Really quite amusing, especially at the end:

Hot/Crazy Matrix


----------



## CharlieParker (Aug 15, 2012)

"Above the crazy line we have your danger zone. This is your redheads, your strippers, anyone named Tiffany, hairdressers."

"Below a five crazy and above an eight hot is your unicorn zone"


:rofl: :rofl:


----------



## peacem (Oct 25, 2014)

TAM2013 said:


> Really quite amusing, especially at the end:
> 
> Hot/Crazy Matrix


So funny :grin2:. We laughed at the end bit. I think I am in the fun/crazy zone not quite made it to the wife section yet. Although have been married for 21 years. Still working on it.


----------



## BetrayedDad (Aug 8, 2013)

Saw that a while ago. Hate to say it but it's pretty damn accurate.


----------



## Alli3fire (Oct 23, 2016)

Everyone wants to think they're a unicorn!


----------



## ne9907 (Jul 17, 2013)

haha
I do not consider myself hot, yet crazy I am!!


----------



## RandomDude (Dec 18, 2010)

"Crazy is measured from 4 to 10, as of course there is no such a thing as a woman who isn't at least 4 crazy"
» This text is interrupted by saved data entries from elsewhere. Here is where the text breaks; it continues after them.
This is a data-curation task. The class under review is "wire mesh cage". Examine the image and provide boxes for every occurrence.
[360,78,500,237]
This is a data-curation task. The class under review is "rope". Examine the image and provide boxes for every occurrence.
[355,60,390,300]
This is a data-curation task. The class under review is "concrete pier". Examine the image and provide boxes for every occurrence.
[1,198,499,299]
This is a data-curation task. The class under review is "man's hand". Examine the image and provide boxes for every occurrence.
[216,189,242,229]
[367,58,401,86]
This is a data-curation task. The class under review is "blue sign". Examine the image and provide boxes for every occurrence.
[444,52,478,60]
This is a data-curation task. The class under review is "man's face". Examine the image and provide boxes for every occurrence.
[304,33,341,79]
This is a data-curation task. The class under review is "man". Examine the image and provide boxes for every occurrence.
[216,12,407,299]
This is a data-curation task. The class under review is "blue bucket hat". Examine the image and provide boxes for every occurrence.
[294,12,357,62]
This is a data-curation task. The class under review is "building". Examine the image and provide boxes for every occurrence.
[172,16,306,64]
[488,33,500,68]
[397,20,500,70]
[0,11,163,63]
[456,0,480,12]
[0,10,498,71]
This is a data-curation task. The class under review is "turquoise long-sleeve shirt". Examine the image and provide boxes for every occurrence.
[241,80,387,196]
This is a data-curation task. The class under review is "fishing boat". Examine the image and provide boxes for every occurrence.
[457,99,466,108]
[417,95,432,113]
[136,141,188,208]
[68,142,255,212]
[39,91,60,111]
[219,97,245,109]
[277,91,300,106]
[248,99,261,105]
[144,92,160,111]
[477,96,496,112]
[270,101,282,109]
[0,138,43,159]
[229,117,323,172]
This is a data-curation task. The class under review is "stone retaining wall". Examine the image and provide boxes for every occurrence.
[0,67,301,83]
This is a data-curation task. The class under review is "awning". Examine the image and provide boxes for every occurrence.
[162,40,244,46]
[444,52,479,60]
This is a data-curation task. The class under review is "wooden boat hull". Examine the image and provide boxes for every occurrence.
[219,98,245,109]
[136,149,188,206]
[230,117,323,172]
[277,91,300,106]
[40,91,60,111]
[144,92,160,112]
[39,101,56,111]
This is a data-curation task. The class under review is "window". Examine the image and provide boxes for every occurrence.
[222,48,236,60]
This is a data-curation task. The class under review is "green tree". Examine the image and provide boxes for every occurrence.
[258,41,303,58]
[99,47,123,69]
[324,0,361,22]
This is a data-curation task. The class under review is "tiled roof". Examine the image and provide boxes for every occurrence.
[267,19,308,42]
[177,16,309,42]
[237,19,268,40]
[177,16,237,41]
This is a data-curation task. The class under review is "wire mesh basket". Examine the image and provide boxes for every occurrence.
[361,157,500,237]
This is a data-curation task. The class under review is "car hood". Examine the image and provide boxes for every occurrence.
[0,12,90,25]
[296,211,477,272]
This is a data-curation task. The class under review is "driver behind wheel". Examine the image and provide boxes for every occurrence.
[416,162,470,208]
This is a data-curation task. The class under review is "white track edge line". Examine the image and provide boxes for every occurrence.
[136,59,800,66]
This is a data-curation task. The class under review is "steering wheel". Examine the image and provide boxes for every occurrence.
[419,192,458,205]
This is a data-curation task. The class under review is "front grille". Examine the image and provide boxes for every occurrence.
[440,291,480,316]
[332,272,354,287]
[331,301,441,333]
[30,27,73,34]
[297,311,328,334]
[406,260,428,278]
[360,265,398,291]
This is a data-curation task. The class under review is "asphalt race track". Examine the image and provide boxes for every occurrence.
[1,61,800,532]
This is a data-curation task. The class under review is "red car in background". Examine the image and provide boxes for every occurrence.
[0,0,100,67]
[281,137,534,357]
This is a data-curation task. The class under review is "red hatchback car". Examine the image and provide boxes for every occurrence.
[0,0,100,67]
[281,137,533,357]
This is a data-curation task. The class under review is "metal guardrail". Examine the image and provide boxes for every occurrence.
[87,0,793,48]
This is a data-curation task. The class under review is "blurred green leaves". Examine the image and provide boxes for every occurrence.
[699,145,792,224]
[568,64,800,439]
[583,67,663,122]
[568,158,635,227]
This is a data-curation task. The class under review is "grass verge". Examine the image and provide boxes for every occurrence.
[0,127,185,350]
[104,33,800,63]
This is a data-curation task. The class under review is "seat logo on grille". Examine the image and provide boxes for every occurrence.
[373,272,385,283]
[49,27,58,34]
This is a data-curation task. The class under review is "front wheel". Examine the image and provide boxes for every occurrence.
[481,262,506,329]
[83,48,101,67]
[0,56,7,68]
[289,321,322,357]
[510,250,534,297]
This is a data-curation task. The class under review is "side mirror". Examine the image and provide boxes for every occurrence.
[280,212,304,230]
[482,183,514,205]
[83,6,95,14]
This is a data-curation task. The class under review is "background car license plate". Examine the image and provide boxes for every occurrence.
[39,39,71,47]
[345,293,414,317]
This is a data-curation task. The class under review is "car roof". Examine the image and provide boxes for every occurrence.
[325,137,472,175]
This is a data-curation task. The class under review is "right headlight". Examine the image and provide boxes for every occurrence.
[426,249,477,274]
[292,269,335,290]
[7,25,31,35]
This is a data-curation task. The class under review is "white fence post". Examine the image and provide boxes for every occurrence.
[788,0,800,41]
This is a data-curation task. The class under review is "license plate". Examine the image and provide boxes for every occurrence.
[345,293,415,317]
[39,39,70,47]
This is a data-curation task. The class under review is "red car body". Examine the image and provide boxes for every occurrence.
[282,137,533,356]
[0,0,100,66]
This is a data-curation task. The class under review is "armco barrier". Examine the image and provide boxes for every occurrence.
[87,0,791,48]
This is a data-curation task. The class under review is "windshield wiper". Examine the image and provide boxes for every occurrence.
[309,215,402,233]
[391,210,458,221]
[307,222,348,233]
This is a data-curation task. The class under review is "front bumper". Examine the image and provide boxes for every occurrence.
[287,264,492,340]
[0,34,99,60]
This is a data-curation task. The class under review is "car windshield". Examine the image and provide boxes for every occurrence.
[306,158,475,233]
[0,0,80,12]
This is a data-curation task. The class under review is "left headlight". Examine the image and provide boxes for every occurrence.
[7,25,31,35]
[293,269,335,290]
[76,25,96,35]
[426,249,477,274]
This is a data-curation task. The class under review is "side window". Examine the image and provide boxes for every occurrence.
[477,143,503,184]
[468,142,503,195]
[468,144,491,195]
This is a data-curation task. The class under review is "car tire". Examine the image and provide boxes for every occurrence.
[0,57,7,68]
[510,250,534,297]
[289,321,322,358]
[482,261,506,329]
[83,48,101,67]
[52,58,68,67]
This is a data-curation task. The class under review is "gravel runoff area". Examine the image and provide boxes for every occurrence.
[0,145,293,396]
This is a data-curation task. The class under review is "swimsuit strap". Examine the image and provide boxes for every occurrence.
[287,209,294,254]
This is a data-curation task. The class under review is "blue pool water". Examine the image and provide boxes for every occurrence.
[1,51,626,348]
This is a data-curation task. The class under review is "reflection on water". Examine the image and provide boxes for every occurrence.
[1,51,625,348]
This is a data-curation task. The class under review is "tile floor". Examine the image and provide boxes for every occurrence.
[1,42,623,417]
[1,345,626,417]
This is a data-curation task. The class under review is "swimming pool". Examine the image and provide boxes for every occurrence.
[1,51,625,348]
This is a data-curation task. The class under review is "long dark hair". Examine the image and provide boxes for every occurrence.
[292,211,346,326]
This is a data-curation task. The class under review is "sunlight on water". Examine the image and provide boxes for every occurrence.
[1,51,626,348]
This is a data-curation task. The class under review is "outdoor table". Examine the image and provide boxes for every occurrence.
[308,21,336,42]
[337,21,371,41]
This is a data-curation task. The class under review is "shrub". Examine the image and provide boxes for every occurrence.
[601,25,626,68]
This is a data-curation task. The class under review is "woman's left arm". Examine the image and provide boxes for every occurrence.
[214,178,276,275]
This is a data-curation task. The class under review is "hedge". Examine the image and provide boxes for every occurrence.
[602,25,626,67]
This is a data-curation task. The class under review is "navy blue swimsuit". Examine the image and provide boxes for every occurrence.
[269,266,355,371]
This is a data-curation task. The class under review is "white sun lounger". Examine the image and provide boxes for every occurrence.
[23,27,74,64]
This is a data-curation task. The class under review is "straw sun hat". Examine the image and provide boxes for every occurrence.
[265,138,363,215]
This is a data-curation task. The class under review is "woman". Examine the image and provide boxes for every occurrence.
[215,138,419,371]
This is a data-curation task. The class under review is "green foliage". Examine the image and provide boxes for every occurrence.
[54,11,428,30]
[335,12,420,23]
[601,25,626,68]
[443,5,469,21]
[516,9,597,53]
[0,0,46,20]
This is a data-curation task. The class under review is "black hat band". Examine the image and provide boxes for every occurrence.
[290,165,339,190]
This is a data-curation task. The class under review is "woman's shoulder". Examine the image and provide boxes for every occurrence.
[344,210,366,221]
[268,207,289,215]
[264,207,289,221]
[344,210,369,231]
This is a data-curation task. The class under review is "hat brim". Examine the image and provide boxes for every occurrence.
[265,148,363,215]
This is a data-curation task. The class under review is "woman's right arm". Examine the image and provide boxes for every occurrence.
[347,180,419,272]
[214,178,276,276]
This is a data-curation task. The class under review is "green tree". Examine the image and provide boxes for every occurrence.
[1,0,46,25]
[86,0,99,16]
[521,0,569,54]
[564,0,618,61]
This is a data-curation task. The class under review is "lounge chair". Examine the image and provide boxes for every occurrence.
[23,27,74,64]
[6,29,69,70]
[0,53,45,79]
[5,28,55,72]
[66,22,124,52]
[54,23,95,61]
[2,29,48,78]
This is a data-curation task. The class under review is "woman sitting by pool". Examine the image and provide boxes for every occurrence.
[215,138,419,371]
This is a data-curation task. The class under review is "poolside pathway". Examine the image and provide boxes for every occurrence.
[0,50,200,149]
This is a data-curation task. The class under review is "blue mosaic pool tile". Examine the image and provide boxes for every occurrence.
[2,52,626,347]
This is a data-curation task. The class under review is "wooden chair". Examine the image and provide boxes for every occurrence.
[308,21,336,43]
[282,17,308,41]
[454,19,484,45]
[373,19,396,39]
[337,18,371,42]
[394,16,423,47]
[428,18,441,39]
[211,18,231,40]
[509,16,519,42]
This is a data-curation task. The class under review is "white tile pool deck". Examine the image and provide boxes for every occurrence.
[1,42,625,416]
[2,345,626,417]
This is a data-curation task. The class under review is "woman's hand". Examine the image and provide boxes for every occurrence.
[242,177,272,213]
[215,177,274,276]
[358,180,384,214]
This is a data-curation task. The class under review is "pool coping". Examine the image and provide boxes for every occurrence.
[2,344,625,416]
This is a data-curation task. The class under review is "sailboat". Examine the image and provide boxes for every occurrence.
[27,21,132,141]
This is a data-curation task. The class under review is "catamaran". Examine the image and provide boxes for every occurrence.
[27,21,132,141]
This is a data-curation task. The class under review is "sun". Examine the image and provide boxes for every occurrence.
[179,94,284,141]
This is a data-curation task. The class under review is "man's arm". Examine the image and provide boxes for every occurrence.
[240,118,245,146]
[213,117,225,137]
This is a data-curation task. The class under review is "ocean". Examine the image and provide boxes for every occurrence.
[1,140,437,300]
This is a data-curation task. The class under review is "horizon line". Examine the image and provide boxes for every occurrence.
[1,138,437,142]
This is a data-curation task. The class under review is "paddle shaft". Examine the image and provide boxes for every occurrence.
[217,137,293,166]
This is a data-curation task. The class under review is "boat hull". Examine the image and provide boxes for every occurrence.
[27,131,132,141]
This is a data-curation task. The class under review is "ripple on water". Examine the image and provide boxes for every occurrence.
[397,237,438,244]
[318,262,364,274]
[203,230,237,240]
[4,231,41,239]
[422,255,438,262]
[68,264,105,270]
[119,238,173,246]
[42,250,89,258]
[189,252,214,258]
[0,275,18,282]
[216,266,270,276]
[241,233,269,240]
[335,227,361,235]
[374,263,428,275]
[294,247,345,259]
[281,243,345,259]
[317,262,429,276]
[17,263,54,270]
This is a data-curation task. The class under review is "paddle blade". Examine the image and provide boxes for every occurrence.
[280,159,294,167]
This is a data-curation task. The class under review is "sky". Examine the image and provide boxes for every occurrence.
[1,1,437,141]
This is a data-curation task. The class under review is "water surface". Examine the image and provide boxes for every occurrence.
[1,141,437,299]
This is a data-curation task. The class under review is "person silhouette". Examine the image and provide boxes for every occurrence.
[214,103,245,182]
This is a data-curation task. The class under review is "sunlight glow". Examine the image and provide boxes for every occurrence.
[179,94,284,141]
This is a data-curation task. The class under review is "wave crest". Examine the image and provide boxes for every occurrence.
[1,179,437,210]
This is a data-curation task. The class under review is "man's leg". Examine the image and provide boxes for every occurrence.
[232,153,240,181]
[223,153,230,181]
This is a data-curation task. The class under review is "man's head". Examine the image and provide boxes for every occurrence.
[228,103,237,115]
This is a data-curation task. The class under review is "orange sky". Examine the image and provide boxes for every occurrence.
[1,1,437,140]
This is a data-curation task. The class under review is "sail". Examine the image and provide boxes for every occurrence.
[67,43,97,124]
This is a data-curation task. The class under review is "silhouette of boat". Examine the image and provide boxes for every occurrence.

"9 hot and only 2 or 3 crazy? You should be careful! That's a dude, you're talking to a tran!"

Heh you should see the woman's version at the end 
This is the extended version: https://www.youtube.com/watch?v=hKWmFWRVLlU


----------



## Faithful Wife (Oct 31, 2012)

TAM2013 said:


> Really quite amusing, especially at the end:
> 
> Hot/Crazy Matrix


But this guy didn't come up with this....he stole it from How I Met Your Mother...

https://www.youtube.com/watch?v=smEQjuzjyXs


----------